Hadis: Apakah Talak Merupakan Perkara yang Allah Benci?
Teks hadis
Dari sahabat Ibnu ‘Umar radhiyallahu ‘anhuma, Nabi shallallahu ‘alaihi wasallam bersabda,
أَبْغَضُ الْحَلَالِ إِلَى اللهِ الطَّلَاقُ
“Perkara halal yang paling dibenci oleh Allah adalah talak (perceraian).”
Derajat hadis
Hadis ini diriwayatkan oleh Abu Dawud dalam kitab At-Talaq, pada bab “Mengenai Makruhnya Talak” (no. 2178), melalui jalur Muhammad bin Khalid al-Wahbi, dari Ma‘rif bin Washil, dari Muharib, dari Ibnu Umar radhiyallahu ‘anhuma, dari Nabi shallallahu ‘alaihi wasallam.
Diriwayatkan juga oleh Ibnu Majah (no. 2018), melalui jalur Muhammad bin Khalid al-Wahbi, dari ‘Ubaidullah bin al-Walid, dari Muharib, dari Ibnu Umar radhiyallahu ‘anhuma secara marfū‘ (sampai kepada Nabi shallallahu ‘alaihi wasallam).
Ini adalah sanad Abu Dawud, namun dengan perbedaan: Ma‘rif bin Washil diganti oleh ‘Ubaidullah bin al-Walid. Maka bisa jadi ini adalah kesalahan dari sebagian perawi, atau bisa juga Muhammad bin Khalid meriwayatkannya dari dua guru yang berbeda.
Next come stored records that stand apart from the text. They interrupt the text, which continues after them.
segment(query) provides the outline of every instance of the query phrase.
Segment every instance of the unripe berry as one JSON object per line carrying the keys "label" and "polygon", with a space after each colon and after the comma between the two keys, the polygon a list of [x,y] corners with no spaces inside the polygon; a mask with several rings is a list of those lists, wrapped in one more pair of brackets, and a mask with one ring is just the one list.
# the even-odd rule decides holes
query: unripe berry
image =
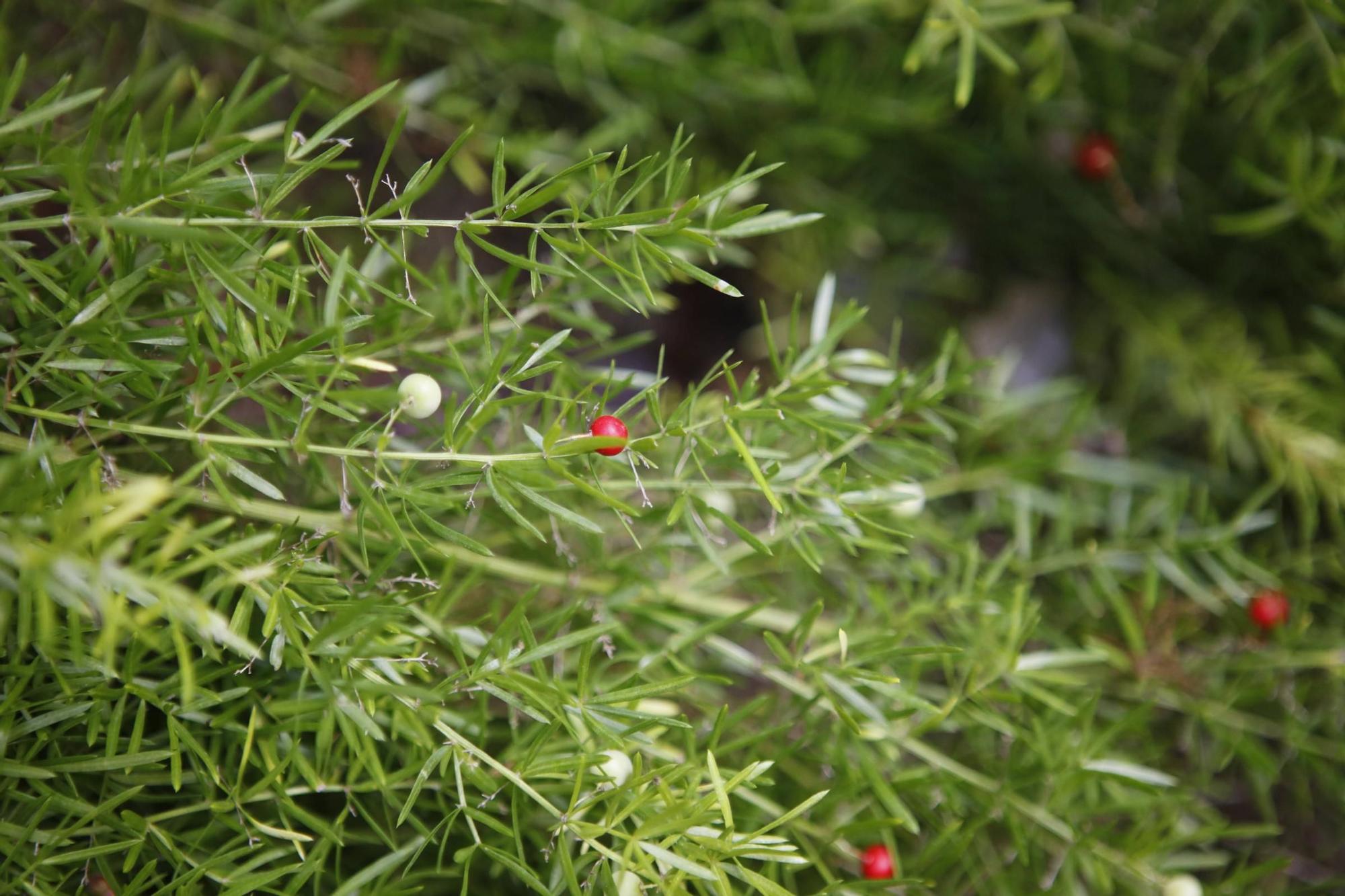
{"label": "unripe berry", "polygon": [[898,482],[892,487],[892,513],[909,519],[924,510],[924,486],[917,482]]}
{"label": "unripe berry", "polygon": [[640,879],[628,870],[616,872],[616,896],[639,896]]}
{"label": "unripe berry", "polygon": [[604,749],[600,756],[605,756],[600,764],[599,771],[612,779],[613,787],[620,787],[631,779],[631,774],[635,771],[635,766],[631,763],[631,757],[619,749]]}
{"label": "unripe berry", "polygon": [[401,400],[404,414],[424,420],[438,410],[444,391],[433,378],[425,374],[410,374],[397,387],[397,397]]}
{"label": "unripe berry", "polygon": [[[617,439],[628,439],[629,431],[625,424],[612,414],[603,414],[589,426],[589,432],[594,436],[615,436]],[[597,453],[604,457],[616,457],[619,453],[625,451],[623,445],[615,445],[612,448],[596,448]]]}
{"label": "unripe berry", "polygon": [[1163,896],[1201,896],[1204,892],[1200,881],[1190,874],[1169,877],[1167,883],[1163,884]]}
{"label": "unripe berry", "polygon": [[1284,592],[1263,588],[1247,601],[1247,615],[1262,631],[1279,628],[1289,620],[1289,597]]}
{"label": "unripe berry", "polygon": [[859,869],[866,880],[892,877],[892,853],[882,844],[874,844],[859,856]]}
{"label": "unripe berry", "polygon": [[1107,135],[1088,135],[1075,151],[1075,170],[1087,180],[1106,180],[1116,170],[1116,144]]}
Akan tetapi, sanad riwayat Ibnu Majah sangat lemah (dha’if jiddan), karena ‘Ubaidullah bin al-Walīd tergolong perawi yang sangat lemah, terutama dalam riwayat dari Muharib. Al-Hakim rahimahullah berkata tentangnya, “Ia meriwayatkan hadis-hadis yang palsu dari Muharib.” [1]
Dengan demikian, riwayat Ibnu Majah tidak dapat menguatkan riwayat Abu Dawud yang bersambung sanadnya.
Hadis ini juga diriwayatkan secara mursal. Abu Dawud meriwayatkannya (no. 2177) melalui jalur Ahmad bin Yunus, dari Ma‘rif bin Washil, dari Muharib, dari Nabi shallallahu ‘alaihi wasallam. Sanad ini para perawinya terpercaya, namun hadis ini berstatus mursal, karena Muharib bin Ditsar adalah seorang tabi’in, yakni tidak bertemu langsung dengan Nabi shallallahu ‘alaihi wasallam.
Ibnu Abi Syaibah (5: 253) juga meriwayatkannya melalui jalur Waki‘ bin al-Jarrah, dan al-Baihaqi (7: 322) dari Yahya bin Bukayr — keduanya dari Ma‘rif bin Washil, dari Muharib, dari Nabi shallallahu ‘alaihi wasallam — secara mursal.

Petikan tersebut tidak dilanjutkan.